前田慶次で在る前はごく普通に平和ボケした世界の中で掃いて捨てるほど有り触れた女だったのだが、もう『俺』としての生活も随分長くなったし、今はそれなりに立派に男で武将。
血にも慣れたし、戦も餓えも病も傷も、何もかも此処に順応してる。
それは向こうの常識ではきっと慣れちゃいけなかったんだろうし、有り得ちゃいけないことだったんだろうが、生憎俺だって命は惜しい。
生きるために全てに慣れたんだ。…まあ、言い訳だけど。
それでも未だに御家に縛られるのだけには耐えられなくてこうしてふらふらと彷徨い歩いてるんだけれどね。

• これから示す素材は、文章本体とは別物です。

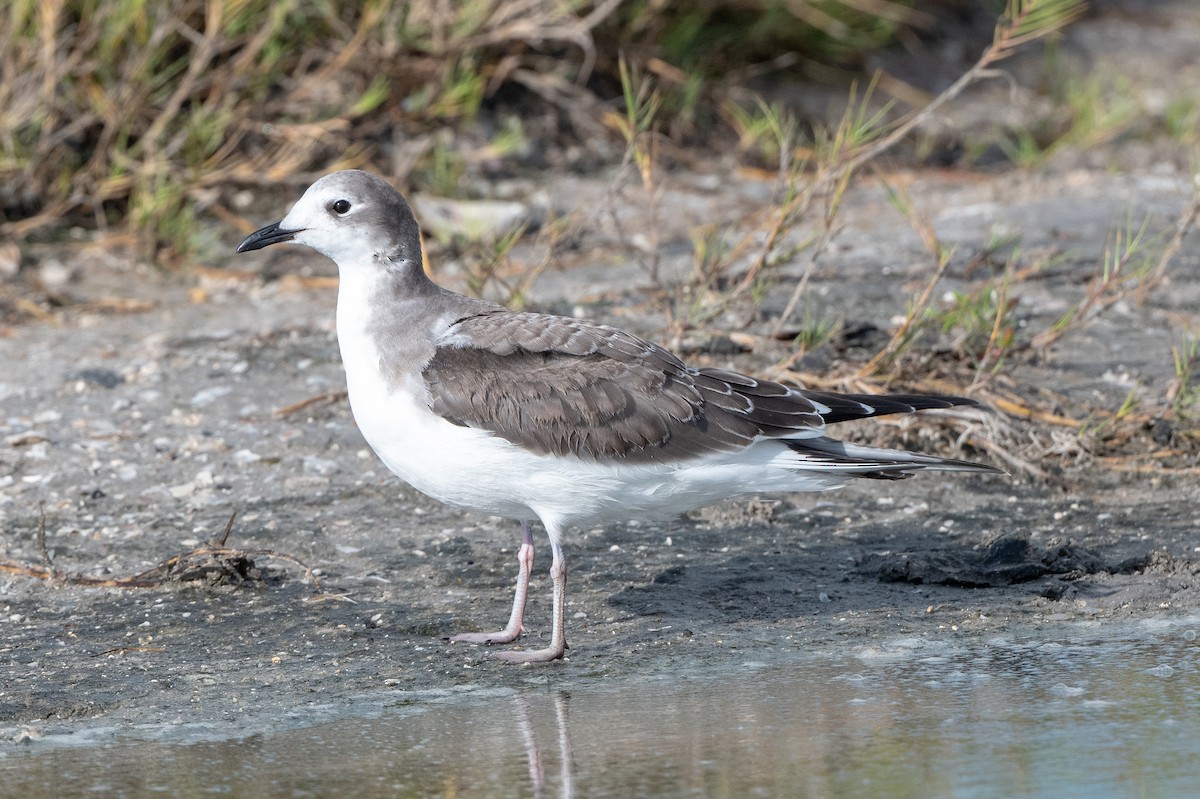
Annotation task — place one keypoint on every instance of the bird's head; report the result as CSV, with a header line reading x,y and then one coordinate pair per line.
x,y
352,217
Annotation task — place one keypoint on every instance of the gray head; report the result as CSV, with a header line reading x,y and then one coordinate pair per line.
x,y
351,216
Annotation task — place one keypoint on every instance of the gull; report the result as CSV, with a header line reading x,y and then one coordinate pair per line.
x,y
538,416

「風の吹くまま、気の向くまま…なあ夢吉、次は何処に行こうか」
「キキッ」
肩に乗った小猿に問えば、彼の小さな指先は遥か遠くを指差していて。
「お、あっちかな?」
にこりと笑いながら答えた俺の肩の上で彼はこくりと頷いた。
「たしかあっちは奥州だったよな」
そろそろ、あそこにも桜が咲くだろう。ひょっとしたら花見に来た見知った顔に逢えるかもしれない。
不敵に笑う竜と、その隣で渋い顔をする右目の姿が脳裏を過ぎって思わず俺の口元もほころぶ。
「じゃ、行こうか…」
さて。
今度はどんな事が起きるかな。
ちょっとだけ、俺の心が舞い上がる。